Traditional Culture Encyclopedia - Traditional customs - What are the research results and problems of web crawlers nowadays

What are the research results and problems of web crawlers nowadays

Web crawler is the Italian translation of Spider (or Robots, Crawler) and other words, is a kind of high-efficiency information crawling tool, which integrates the search engine technology, and optimized by technical means, used to search from the Internet, crawling and save any standardized web page information through HTML (Hypertext Markup Language).
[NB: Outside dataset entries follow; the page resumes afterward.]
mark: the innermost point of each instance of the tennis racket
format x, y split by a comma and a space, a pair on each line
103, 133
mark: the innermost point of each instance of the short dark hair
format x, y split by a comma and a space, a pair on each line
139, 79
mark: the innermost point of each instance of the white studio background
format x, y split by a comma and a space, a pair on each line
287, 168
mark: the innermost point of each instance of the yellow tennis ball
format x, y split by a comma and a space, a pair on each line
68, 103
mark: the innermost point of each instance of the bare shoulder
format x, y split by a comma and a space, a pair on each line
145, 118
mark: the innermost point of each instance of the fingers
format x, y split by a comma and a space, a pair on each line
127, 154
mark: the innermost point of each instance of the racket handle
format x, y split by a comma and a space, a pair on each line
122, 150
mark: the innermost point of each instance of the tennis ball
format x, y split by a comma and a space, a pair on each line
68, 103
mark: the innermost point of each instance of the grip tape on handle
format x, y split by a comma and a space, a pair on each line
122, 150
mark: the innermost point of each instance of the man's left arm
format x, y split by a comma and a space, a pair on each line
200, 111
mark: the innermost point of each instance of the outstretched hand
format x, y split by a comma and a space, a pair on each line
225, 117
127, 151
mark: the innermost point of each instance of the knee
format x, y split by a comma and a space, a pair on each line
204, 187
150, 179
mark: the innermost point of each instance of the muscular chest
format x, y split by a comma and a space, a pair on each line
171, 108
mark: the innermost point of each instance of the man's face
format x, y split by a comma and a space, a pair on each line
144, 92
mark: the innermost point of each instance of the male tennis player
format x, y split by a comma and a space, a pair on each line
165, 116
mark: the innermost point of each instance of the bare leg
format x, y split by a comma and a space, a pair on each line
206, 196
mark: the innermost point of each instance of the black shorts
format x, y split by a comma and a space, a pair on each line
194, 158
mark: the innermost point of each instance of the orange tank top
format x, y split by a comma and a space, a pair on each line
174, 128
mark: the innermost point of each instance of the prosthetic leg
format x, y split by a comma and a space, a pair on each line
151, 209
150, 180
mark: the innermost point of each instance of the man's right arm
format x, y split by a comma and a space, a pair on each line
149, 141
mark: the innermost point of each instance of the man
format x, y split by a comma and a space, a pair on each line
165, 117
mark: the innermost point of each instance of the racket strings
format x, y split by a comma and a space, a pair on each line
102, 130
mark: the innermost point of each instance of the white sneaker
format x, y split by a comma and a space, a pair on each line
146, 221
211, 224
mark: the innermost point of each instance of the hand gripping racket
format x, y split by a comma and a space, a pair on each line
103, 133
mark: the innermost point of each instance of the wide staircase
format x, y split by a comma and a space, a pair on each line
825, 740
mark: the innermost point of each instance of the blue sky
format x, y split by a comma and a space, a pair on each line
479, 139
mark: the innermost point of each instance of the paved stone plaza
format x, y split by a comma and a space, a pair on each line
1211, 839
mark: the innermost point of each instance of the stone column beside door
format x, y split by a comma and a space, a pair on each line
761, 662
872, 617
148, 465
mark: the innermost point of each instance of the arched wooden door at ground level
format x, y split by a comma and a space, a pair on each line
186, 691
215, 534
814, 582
The mechanism is to send a request to a specific site on the Internet, interact with that site after establishing a connection, obtain the information in HTML format, then move to the next site and repeat the process. Through this automated working mechanism, the target data is saved in local data for use. Web crawlers can automatically obtain address information from HTML tags pointing to other web pages when visiting a hypertext link, thus automating efficient and standardized information acquisition.

With the increasingly wide application of the Internet in human economy and society, the scale of information covered by it is growing exponentially, and the form and distribution of information are diversified and globalized, the traditional search engine technology has been unable to meet the increasingly refined and specialized information acquisition and processing needs, and is facing a huge challenge. Since its birth, web crawler has developed rapidly and become a major research hotspot in the field of information technology. Currently, the mainstream web crawler search strategies are as follows.

>>>>

Depth Priority Search Strategy

Early development of the crawler used more search strategy is to depth priority, that is, in an HTML file, pick one of the hyperlink tags for depth search, until traversing this hyperlink to the bottom, by the logical operation of the end of the search by the end of the layer, and subsequently Exit this level of the loop, return to the upper loop and start searching for other hyperlink tags, until the initial document hyperlinks are traversed.

The advantage of the depth-first search strategy is that it can search all the information of a Web site, which is especially suitable for y nested document sets; while the disadvantage is that in the case of increasingly complex data structure, the vertical hierarchy of the site will be increased indefinitely, and cross-references between different levels will occur, and infinite loops will occur, and only by forcing the program to close can it exit the traversal, and the information obtained will be lost. Due to the large amount of repetition and redundancy, it is difficult to guarantee the quality.

>>>>

Breadth-first search strategy

Width-first search strategy corresponds to the depth-first search strategy, which is a cycle from the top to the bottom, searching for all the hyperlinks in the first level of the page, and then starting the second level of the page after completing the first level of the page traversal cycle until the bottom level. Until the bottom. When all the hyperlinks in a layer have been selected, a new round of search will be started based on the next level of hyperlinks obtained in the process of information retrieval in that layer (and will be used as a seed), prioritizing the shallow links.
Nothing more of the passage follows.